The Bayesian estimator, in contrast, "knows" that the parameter must be greater than 7, so it predicts a uniform distribution for the interval [0...7] and then a tradeoff between the parameter distribution and the uniform distribution of the parameters.
The last sample illustrates this further.
A sample of $x_3=2$ doesn't cause any update to the maximum likelihood estimator, but it does cause an update to posterior distribution.
pmu3 = pxt(2,mus)*pmu2
pmu3 /= C*sum(pmu3)
plot(xs,pmu3)
plot(xs,pmu2)
[<matplotlib.lines.Line2D at 0x19300650>]
result = zeros(xs.shape)
total = 0
for i,mu in enumerate(mus):
weight = pmu3[i]
result += weight * pxt(xs,mu)
total += weight
result /= total
plot(xs,result)
plot(xs,pxt(xs,7))
[<matplotlib.lines.Line2D at 0x194884d0>]
In fact, if we repeat the same process with a lot of samples (in this case the true parameter is 7), we see that the Bayesian parameter estimate becomes an increasingly peaked distribution close to the true value.
I.e., if, out of 100 samples, we haven't seen a value greater than 7, then the probability that the mean is significantly greater than 7 must be very small.
p = pmu.copy()
for i in range(100):
p = pxt(rand()*7,mus)*p
p /= C*sum(p)
plot(mus,p)
[<matplotlib.lines.Line2D at 0x19c3f0d0>]
Consider $p(\theta|x)$ from the previous example again.
plot(mus,pmu2)
[<matplotlib.lines.Line2D at 0x19e5a7d0>]
Assume now that we are supposed to return a "best estimate" of the parameter.
By itself, that isn't sufficient.
But now assume that we are given a loss function: if our estimate is with in $\pm 0.5$ of the true value, we don't need to pay a penalty, otherwise, we need to pay a penalty of 1. What value should we return?
The most likely value is 7, but no values less than 7 can occur.
Therefore, it is better to return 7.5. That way, not only do we have the most likely value, but we also get all the probability mass between 7 and 8 as well and our expected loss is about half of what it would be if we had returned 7.
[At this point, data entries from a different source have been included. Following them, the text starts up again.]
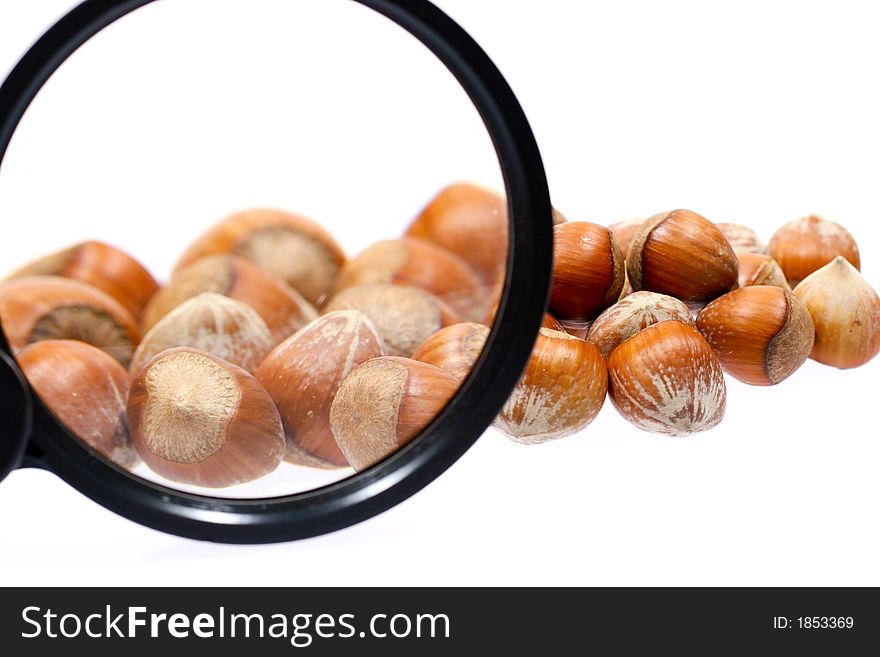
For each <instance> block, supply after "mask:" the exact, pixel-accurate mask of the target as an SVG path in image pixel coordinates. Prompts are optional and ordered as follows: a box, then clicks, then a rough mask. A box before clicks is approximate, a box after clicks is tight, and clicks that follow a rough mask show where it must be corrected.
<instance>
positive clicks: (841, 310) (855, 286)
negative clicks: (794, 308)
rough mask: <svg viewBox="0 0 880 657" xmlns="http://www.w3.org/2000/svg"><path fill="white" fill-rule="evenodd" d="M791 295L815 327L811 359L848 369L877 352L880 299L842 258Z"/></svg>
mask: <svg viewBox="0 0 880 657" xmlns="http://www.w3.org/2000/svg"><path fill="white" fill-rule="evenodd" d="M794 295H795V296H796V297H797V298H798V299H800V300H801V301H803V302H804V305H805V306H806V307H807V310H808V311H809V313H810V316H811V317H812V318H813V325H814V326H815V328H816V342H815V344H814V345H813V351H812V353H811V354H810V357H811V358H812V359H813V360H817V361H819V362H820V363H824V364H825V365H832V366H833V367H837V368H839V369H848V368H852V367H859V366H860V365H864V364H865V363H867V362H868V361H870V360H871V359H872V358H874V356H876V355H877V353H878V352H880V298H878V297H877V293H876V292H875V291H874V289H873V288H872V287H871V286H870V285H869V284H868V282H867V281H866V280H865V279H864V278H863V277H862V275H861V274H860V273H859V271H858V269H856V268H855V267H853V266H852V265H851V264H850V263H849V262H848V261H847V260H846V259H845V258H844V257H843V256H838V257H836V258H835V259H834V260H832V261H831V262H830V263H828V264H827V265H825V266H824V267H822V268H820V269H819V270H818V271H816V272H814V273H812V274H810V275H809V276H807V277H806V278H805V279H804V280H803V281H801V283H800V284H799V285H798V286H797V287H796V288H795V289H794Z"/></svg>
Now assume we are penalized if we are outside the range $\pm 1$ from the true value. By the same reasoning, our parameter estimate should now be 8.
As you can see from this simple example, there is not "best" answer to the parameter estimation problem; our answer depends on the loss function.
But we can see that for any symmetric loss function, the value 7 (the maximum likelihood estimate) is never the optimal answer.